DOC, una grande famiglia

Sara Lazzaro

È Agnese nella serie con Luca Argentero e Daniela in “Volevo fare la rockstar” (prossimamente su Rai 2), personaggi popolari e amati dal pubblico della Rai. L’attrice italoamericana si racconta al RadiocorriereTv: «Sono determinata, idealista, ironica. A tratti anche un po’ malinconia, nostalgica». E confida, «dopo 14 ore di set ritrovo me stessa stando in silenzio sul divano»

© Erika Kuenka

Come ha vissuto questo nuovo capitolo della storia, il nuovo tempo della sua Agnese Tiberi?

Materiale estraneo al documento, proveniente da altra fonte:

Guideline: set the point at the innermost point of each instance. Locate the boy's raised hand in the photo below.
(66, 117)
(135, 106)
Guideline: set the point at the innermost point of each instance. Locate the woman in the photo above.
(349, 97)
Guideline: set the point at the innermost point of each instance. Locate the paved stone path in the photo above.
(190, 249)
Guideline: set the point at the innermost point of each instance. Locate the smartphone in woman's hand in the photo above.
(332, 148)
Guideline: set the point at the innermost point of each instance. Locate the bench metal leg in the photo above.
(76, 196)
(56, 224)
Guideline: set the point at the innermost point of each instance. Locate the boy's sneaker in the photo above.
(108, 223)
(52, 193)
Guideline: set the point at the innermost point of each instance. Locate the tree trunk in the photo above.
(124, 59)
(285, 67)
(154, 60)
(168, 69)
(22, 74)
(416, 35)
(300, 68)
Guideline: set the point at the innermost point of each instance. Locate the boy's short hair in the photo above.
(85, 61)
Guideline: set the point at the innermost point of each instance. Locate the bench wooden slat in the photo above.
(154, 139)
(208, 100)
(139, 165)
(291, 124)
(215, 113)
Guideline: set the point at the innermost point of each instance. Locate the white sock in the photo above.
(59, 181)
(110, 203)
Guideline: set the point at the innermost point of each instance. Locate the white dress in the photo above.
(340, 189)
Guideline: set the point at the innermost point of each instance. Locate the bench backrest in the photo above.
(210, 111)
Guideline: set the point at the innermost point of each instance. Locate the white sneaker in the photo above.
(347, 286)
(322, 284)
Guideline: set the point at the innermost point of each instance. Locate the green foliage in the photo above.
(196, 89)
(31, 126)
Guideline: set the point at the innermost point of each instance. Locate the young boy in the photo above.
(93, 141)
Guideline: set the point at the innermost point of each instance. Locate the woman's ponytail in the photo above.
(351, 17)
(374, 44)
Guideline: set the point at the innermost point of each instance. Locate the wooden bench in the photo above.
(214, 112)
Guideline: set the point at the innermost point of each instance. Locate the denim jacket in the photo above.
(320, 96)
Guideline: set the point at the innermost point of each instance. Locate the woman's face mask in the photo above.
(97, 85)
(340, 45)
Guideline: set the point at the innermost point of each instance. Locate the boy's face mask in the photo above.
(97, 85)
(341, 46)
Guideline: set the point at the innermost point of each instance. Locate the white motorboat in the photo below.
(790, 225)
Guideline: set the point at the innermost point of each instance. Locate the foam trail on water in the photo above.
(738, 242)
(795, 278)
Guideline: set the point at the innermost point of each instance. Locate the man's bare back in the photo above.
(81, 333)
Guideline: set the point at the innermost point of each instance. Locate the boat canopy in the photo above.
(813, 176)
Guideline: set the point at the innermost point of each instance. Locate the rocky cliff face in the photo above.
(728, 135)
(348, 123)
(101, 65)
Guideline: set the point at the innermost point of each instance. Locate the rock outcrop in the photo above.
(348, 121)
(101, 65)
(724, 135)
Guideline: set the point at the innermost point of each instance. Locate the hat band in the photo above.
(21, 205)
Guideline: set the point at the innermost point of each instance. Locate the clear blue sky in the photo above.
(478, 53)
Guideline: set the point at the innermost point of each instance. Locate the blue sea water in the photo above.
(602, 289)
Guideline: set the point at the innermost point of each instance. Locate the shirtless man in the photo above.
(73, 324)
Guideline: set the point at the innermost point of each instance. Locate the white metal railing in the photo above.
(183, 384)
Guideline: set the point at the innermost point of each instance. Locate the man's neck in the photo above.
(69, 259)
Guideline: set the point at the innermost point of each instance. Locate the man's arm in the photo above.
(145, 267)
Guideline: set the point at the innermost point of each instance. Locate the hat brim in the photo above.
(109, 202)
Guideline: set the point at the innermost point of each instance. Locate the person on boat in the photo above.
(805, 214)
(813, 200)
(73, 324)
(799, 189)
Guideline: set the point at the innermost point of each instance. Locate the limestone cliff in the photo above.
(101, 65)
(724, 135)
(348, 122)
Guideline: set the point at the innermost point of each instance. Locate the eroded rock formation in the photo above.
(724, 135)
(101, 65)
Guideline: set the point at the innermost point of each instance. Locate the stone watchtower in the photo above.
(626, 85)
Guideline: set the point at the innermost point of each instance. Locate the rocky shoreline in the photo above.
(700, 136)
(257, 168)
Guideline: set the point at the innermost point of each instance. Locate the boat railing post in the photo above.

La sensazione è quella di avere ereditato un’aspettativa dalla prima stagione, una grande attesa.  Abbiamo avuto l’occasione di andare un po’ più a fondo con i nostri personaggi, ed essendoci assunti la responsabilità di raccontare il contemporaneo, anche di attraversare il covid. Agnese si è trasformata, è il risultato di diverse cose che le sono capitate. Lei è una donna molto più vulnerabile, fragile, che sta facendo i conti con un’emotività con cui non si era mai confrontata. Questo è accaduto anche da un punto di vista lavorativo, perché il fatto di tornare in corsia l’ha posta in una posizione di vulnerabilità diversa.

Il rapporto diretto con i pazienti è per Agnese una sfida quotidiana…

Ogni storia che incontra è un’occasione per riflettere su se stessa. Molti pazienti la mettono in difficoltà, la portano a confrontarsi anche con il suo percorso. Lei ha affermato di non riuscire a empatizzare con la sofferenza di qualcun altro, cosa difficile anche da ammettere.

Cosa le ha insegnato in questi anni il suo personaggio?

Pur essendo una donna molto diversa da me, la difendo a spada tratta. Agnese mi ha trasmesso forti principi di resilienza, di determinazione, di senso del dovere. Le sue posizioni sono spesso contraddittorie, ma proprio grazie a lei ho accolto la contraddittorietà, che in verità c’è in tutti noi, è un aspetto che caratterizza l’essere umano, perché siamo tutti in costante trasformazione, in evoluzione.

Cosa significa costruirsi addosso un personaggio, da dove si parte?

Nel caso di Agnese è stato fondamentale il training all’ospedale Gemelli di Roma nel reparto di Medicina interna, così come trascorrere delle settimane in corsia e “annusare l’aria” dell’ospedale, capire le dinamiche. Personalmente, dovendo interpretare una direttrice sanitaria, ho cercato anche di interagire con le persone degli uffici, a partire dalle donne. Dopo il training c’è stata l’analisi delle sceneggiature, che mi ha fatto capire che parole avrebbe detto, che conflitti avrebbe avuto, i diversi movimenti dei personaggi.

Di Agnese Tiberi non ne ha portato in scena una sola…

Dovevo partire dalla mia Agnese della prima stagione per poi lavorare sulla sua trasformazione: è stato un lavoro molto interessante, fatto di dettagli, di sfumature, cercato insieme ai registi sul set. In ogni momento c’è la coesistenza di due elementi, insieme alla durezza c’è sempre l’eco di una fragilità passata. Il suo è un darsi che non ha mai un unico colore. Per esempio, in una scena di litigio, di difficoltà, ho cercato di non tirar fuori solo la rabbia o il dolore, ma anche l’opposto, talvolta solo attraverso uno sguardo.